Tuesday, 31 March 2015

ClonalFrameML: accounting for recombination in bacterial phylogenies

Horizontal gene transfer in bacteria, mediated by transformation, transduction or conjugation, can result in gain, loss and replacement of genes. The replacement of horizontally transferred genes or gene fragments in a process known as homologous recombination has far-reaching effects on bacterial phylogenetics - the study of relatedness between bacteria. A new method published by Xavier Didelot and me last month in PLoS Computational Biology corrects for these distorting effects of homologous recombination on bacterial phylogenies.

Two forms of phylogenetic distortion are caused by recombination. The first affects the shape of the tree topology. Although this is a potentially serious difficulty, Jessica Hedge and I recently showed that phylogenies estimated from whole bacterial genomes are surprisingly robust to this problem. The second affects the lengths of the branches. When genetic material is replaced by a homologous but distantly related sequence, it gives the appearance of a cluster of substitutions in the genome, and this can exaggerate branch lengths. ClonalFrameML detects these clusters of substitutions, identifies them as recombination events, and corrects the branch lengths of the tree.

Correcting for recombination is important in a variety of settings. In transmission studies, recent transmission between patients can be detected by comparing the genomes of the infecting bacteria. As we show in the paper, ClonalFrameML improves detection of transmission events by accounting for the tendency of recombination to elevate the evolutionary distance between genomes. We also report the discovery of a remarkably large chromosomal replacement event spanning 310 kilobases that may have led to the evolution of the ST582 strain of Staphylococcus aureus, underlining the importance of recombination over short and long timescales.
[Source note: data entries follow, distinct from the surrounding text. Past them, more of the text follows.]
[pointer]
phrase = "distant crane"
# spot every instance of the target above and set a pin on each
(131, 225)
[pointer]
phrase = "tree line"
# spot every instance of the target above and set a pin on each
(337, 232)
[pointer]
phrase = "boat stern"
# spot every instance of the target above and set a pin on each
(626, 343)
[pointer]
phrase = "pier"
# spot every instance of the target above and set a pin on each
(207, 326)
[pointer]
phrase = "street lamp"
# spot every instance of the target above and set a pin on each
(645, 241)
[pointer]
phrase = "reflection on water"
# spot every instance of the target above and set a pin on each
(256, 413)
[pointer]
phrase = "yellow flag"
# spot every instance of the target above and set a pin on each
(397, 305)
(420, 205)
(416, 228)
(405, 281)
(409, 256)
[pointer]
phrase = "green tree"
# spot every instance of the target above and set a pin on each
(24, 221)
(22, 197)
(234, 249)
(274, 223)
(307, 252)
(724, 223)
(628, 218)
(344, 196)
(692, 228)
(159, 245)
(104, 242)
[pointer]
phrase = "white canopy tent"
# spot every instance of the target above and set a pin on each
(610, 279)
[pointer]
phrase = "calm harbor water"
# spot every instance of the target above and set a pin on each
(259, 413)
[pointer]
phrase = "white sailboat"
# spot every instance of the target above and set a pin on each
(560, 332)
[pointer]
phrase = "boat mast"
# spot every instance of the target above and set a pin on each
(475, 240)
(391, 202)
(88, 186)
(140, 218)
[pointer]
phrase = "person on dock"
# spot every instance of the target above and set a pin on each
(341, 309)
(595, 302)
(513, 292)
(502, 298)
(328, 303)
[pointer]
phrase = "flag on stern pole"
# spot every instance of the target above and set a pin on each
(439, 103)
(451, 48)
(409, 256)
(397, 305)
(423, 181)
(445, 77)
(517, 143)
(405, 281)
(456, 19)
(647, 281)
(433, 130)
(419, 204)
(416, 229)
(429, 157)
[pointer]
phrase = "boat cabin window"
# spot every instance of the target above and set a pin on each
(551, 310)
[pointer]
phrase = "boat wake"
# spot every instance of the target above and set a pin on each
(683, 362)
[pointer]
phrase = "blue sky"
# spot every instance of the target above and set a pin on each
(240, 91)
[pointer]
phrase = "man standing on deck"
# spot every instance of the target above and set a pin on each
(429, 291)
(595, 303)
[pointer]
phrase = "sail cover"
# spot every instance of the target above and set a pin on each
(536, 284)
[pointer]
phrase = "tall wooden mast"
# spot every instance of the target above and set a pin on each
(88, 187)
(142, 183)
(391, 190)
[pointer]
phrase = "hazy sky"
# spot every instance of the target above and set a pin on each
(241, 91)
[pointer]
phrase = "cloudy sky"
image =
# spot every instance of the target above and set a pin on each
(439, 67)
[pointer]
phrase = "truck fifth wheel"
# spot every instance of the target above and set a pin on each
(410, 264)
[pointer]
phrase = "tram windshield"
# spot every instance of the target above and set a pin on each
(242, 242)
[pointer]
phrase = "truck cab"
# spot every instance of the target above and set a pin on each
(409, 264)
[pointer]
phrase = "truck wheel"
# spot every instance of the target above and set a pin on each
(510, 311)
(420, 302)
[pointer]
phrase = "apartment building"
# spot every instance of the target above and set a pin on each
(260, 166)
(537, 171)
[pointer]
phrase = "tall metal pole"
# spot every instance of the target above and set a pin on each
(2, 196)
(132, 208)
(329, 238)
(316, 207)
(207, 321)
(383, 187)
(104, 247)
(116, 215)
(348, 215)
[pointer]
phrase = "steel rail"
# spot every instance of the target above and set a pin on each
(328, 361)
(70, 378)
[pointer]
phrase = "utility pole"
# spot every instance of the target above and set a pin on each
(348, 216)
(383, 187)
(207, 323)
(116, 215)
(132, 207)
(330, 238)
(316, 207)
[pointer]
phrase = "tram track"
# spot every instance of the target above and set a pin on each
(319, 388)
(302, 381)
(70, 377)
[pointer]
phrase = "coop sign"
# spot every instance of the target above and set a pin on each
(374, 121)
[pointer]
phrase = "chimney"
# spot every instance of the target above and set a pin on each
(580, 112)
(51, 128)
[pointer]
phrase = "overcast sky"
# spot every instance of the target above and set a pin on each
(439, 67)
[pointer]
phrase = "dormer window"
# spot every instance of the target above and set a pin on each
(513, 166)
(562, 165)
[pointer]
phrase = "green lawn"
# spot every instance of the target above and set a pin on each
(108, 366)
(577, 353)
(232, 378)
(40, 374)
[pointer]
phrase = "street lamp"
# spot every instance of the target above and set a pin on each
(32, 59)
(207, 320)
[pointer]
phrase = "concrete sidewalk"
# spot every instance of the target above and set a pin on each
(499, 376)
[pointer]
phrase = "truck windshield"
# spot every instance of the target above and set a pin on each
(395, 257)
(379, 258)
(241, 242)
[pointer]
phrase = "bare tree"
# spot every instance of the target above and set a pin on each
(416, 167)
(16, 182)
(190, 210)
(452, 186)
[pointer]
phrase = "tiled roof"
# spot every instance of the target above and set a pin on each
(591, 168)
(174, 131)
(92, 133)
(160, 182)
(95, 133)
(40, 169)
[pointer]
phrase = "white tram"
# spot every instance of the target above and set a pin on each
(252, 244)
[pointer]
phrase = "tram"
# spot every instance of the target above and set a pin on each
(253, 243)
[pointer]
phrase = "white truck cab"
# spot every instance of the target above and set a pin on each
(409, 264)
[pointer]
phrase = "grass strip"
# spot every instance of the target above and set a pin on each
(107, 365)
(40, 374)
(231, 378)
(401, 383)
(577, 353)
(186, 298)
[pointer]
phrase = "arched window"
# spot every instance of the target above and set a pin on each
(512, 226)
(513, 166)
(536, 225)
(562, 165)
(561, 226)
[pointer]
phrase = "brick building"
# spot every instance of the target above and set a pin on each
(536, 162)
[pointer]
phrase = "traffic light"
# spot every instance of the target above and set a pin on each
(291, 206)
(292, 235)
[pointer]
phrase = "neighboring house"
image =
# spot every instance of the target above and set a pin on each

ClonalFrameML is a much faster implementation of the popular ClonalFrame method by Xavier and Daniel Falush. It is based on the same underlying assumptions and the same explicit evolutionary model, so it provides interpretable estimates of rates of recombination, the length of DNA imported by recombination, and the relative impact of recombination versus mutation. However, it can now analyse thousands of whole bacterial genomes in a matter of hours, representing a substantial improvement over the earlier method.